April 29, 2017 at 10:07 am

Lebanese and Palestinian people stage a protest to show solidarity with detainee hunger-striker prisoners those has been held at Israeli prisons in Ramallah, on April 24, 2017 in Beirut, Lebanon. ( Ratib Al Safadi – Anadolu Agency )

Saturday marks the thirteenth day of the latest mass hunger strike by Palestinian political prisoners being held in Israeli jails. Palestinian human rights groups announced earlier this month that 1,500 prisoners had started a new protest against their prison conditions with the objective of compelling Israel to make fundamental changes.

Since Israel invaded, occupied and started to colonise the West Bank and Gaza Strip 50 years ago, more than 750,000 Palestinians have been arrested by Israeli forces, according to figures issued by the Palestinian Central Bureau of Statistics. In other words, almost every single Palestinian family in those regions of historic Palestine will have at least one story — and often many more — of how Israeli detention, internment or imprisonment has affected them.

The detainees are demanding an end to solitary confinement, heavy restrictions on family visits and the practice of administrative detention. The latter is particularly harsh, amounting to indefinite imprisonment with neither charge nor trial, based purely on secret “evidence” presented by one of Israel’s spy agencies. Despite the inherent injustice of this process, administrative detention continues to be used by the Israeli occupation authorities; it is no less than internment without trial. This being the 100th anniversary of the infamous Balfour Declaration, it is appropriate to recall that this cruel and unjust practice actually dates back to the period of the British occupation of Palestine, the so-called Mandate. Britain’s Mandatory Emergency Law Act of 1945 laid the foundations for this bedrock of the Israeli occupation.

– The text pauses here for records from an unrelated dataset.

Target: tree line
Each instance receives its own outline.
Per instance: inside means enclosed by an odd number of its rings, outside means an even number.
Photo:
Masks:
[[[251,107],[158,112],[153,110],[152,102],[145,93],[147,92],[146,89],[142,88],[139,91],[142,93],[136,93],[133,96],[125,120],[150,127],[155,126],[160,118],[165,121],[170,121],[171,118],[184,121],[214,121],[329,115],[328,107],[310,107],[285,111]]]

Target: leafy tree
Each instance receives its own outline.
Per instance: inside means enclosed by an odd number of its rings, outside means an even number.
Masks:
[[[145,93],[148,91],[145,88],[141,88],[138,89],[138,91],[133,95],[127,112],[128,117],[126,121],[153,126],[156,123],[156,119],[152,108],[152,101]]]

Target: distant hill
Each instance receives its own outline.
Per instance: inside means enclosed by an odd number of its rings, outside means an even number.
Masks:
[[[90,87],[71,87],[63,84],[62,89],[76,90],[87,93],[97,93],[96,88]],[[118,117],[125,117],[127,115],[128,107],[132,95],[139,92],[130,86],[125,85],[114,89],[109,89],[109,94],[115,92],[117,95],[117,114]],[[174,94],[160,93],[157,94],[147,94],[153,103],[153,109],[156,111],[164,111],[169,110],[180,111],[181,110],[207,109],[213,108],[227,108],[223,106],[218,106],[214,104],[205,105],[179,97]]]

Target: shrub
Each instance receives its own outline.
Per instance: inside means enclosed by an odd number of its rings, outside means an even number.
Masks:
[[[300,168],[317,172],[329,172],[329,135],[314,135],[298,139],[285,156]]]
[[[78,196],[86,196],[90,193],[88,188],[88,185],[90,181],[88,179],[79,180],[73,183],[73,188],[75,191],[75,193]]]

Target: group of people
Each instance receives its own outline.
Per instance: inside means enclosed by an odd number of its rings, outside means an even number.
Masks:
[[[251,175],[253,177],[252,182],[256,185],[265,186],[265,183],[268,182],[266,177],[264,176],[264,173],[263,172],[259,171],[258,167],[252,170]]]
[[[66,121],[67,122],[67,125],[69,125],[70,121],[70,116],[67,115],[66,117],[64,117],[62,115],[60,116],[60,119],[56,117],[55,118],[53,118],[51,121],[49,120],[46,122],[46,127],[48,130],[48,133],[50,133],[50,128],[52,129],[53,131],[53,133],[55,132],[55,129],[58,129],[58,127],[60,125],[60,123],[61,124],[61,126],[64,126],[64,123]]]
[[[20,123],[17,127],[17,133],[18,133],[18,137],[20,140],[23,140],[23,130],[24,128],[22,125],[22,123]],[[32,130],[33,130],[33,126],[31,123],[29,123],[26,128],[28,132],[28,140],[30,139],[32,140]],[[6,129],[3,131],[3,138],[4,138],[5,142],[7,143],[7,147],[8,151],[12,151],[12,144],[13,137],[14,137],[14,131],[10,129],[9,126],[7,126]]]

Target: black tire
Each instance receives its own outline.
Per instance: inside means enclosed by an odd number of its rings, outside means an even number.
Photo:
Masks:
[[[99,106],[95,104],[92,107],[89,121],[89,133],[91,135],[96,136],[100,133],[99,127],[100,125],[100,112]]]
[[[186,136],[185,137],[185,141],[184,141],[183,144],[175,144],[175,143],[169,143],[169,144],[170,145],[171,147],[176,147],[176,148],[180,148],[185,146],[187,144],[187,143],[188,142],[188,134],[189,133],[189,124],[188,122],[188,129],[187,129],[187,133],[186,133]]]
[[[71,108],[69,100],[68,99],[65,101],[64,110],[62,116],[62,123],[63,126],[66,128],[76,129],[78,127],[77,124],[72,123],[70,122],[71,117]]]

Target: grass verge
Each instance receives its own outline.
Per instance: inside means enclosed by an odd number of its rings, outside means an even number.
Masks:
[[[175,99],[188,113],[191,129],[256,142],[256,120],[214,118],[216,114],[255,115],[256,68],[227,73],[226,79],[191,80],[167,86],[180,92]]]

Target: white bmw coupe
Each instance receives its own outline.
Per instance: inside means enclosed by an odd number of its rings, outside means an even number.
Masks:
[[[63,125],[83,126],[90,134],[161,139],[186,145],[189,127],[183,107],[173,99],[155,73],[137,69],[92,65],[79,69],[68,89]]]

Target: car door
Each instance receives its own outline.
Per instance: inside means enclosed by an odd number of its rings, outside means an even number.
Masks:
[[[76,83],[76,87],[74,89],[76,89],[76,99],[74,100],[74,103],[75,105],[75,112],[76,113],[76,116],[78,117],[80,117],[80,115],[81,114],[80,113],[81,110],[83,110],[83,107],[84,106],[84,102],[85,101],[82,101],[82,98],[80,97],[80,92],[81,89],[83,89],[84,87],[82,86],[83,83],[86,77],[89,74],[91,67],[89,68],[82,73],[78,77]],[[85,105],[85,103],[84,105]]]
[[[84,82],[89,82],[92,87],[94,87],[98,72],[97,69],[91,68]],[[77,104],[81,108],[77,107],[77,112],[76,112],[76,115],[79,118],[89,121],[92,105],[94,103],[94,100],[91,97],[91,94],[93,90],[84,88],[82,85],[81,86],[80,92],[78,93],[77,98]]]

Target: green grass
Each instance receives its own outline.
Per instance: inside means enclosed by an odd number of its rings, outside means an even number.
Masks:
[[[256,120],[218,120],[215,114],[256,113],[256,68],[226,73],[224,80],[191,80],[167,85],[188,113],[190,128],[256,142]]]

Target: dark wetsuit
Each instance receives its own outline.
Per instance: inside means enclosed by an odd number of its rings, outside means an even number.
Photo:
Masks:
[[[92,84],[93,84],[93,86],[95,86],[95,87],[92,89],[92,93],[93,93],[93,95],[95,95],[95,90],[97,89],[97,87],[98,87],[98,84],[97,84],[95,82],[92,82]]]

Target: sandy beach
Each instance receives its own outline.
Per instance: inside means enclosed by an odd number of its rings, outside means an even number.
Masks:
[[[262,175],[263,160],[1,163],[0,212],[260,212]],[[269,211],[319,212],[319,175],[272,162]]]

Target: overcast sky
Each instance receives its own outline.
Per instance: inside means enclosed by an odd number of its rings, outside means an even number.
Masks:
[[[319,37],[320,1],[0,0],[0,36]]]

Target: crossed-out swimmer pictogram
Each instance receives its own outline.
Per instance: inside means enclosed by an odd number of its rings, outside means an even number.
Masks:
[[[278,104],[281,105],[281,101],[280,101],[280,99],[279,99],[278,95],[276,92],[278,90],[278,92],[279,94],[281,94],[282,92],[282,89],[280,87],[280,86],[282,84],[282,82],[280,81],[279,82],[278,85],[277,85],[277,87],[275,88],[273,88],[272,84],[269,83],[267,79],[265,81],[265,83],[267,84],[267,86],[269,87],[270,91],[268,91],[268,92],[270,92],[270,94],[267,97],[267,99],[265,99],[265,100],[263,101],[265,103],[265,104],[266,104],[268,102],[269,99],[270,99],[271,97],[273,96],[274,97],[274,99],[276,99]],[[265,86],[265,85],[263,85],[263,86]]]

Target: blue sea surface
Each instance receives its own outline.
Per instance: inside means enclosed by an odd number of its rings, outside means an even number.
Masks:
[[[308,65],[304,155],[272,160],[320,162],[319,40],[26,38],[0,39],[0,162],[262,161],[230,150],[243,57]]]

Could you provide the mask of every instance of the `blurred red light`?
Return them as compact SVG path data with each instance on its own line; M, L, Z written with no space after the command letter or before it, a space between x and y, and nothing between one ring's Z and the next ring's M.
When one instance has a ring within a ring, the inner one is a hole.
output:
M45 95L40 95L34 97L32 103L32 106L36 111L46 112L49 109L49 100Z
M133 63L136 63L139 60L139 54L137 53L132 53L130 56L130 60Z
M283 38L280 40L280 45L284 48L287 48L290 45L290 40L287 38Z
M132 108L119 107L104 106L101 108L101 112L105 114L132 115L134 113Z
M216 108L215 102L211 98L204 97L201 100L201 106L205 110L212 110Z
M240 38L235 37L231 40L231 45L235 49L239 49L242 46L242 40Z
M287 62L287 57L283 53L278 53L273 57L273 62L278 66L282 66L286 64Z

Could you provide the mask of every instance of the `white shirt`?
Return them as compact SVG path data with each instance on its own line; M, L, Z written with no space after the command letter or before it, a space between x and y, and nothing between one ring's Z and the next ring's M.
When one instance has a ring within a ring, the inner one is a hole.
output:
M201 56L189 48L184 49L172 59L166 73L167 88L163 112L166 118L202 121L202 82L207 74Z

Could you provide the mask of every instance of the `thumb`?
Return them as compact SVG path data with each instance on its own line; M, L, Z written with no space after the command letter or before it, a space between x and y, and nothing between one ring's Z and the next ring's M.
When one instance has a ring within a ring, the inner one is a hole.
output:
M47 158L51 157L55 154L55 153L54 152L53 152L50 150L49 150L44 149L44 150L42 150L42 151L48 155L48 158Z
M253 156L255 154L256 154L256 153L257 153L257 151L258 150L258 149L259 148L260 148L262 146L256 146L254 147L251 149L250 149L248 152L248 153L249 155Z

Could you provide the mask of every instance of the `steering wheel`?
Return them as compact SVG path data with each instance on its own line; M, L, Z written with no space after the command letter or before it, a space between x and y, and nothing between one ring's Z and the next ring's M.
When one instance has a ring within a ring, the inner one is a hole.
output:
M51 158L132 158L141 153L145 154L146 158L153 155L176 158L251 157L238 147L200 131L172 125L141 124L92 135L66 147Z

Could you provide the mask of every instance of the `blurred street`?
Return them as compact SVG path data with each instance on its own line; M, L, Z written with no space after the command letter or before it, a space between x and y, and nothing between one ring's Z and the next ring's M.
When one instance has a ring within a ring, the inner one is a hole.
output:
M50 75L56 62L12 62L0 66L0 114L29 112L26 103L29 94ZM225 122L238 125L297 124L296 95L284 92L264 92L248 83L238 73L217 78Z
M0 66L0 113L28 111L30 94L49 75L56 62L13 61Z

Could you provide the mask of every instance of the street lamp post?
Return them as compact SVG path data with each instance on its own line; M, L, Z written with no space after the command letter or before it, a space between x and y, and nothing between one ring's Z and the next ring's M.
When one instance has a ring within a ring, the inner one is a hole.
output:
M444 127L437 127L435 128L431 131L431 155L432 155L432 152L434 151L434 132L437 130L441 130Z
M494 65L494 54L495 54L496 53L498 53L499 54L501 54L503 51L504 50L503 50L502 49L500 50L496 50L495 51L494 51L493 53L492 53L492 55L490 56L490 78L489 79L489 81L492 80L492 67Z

According to Palestinian prisoners’ rights group Addameer, as of this month, Israel holds 500 Palestinians under this unaccountable, totalitarian and antidemocratic status. Eight of these prisoners are members of the Palestinian Authority’s moribund legislative arm; in other words, they are Palestinian MPs.

Even those Palestinian prisoners who make it before an Israeli court are denied anything resembling justice. Palestinians in the West Bank and Gaza Strip are subjected to Israeli military law and face courts presided over by Israeli army officers masquerading as “judges”. These kangaroo courts have a 99.7 per cent conviction rate. Meanwhile, in further evidence of Israel’s status as an apartheid regime, Jewish settlers living in and occupying those same territories are subject to Israeli civilian law, not military law. In practice, though, the settlers can act with almost complete impunity when they attack Palestinians. So much for Israel’s claim to be a democracy.

Previous hunger strikes since 2012 have often started after individual administrative detainees launched their own campaigns to fight back peacefully against their nightmarish limbo status. Charismatic and iron-willed activists like Khader Adnan, Hana Shalabi and Mohammad Al-Qeq launched their own actions against internment, and were later joined by others in solidarity. These strikes had their own successes, with some prisoners being released, but ultimately they failed to stop the practice of Israeli internment without trial – a key hunger strike demand – for more than short periods. This time the protest is more coordinated. Popular and prominent Fatah activist Marwan Barghouti managed somehow to get around Israeli restrictions and smuggle an op-ed out of prison so that it could be published by the New York Times, to the outrage and despair of the Israeli government and its supporters. Israel’s former ambassador in the US, Michael Oren, now works for Prime Minister Benjamin Netanyahu and even threatened to have the paper’s Jerusalem office shut down in retaliation. In the article, Barghouti related how the violent racism of Israeli occupation has dominated his life since his youth:

I was only 15 when I was first imprisoned. I was barely 18 when an Israeli interrogator forced me to spread my legs while I stood naked in the interrogation room, before hitting my genitals. I passed out from the pain, and the resulting fall left an everlasting scar on my forehead. The interrogator mocked me afterward, saying that I would never procreate because people like me give birth only to terrorists and murderers.

This kind of torture is endemic in Israeli jails, as documented in painstaking detail for decades by Palestinian, international and even Israeli human rights groups. That is the real reason why Oren and his colleagues are so upset; they have to cover up such brutality to maintain the façade of Israeli democracy.When, in 2015, Minister for Public Security Gilad Erdan proposed new legislation permitting the barbaric force-feeding of hunger strikers it was passed by the Knesset, Israel’s parliament. This is despite the state’s well-documented record of using force-feeding so brutally that it killed several Palestinian hunger strikers.

Erdan also holds the portfolio of a second government department – the Strategic Affairs Ministry — which for several years now has been almost exclusively focused on fighting the boycott, divestment and sanctions (BDS) movement. This campaign has included a “black-ops” war against Palestinian activists overseas which has likely included tactics such as cyberwarfare and invasion of privacy, stalking, harassment and death threats.

The Palestinian prisoners are on hunger strike only for fundamental human rights, nothing more. Ending the Israeli occupation is a moral imperative.

The views expressed in this article belong to the author and do not necessarily reflect the editorial policy of Middle East Monitor.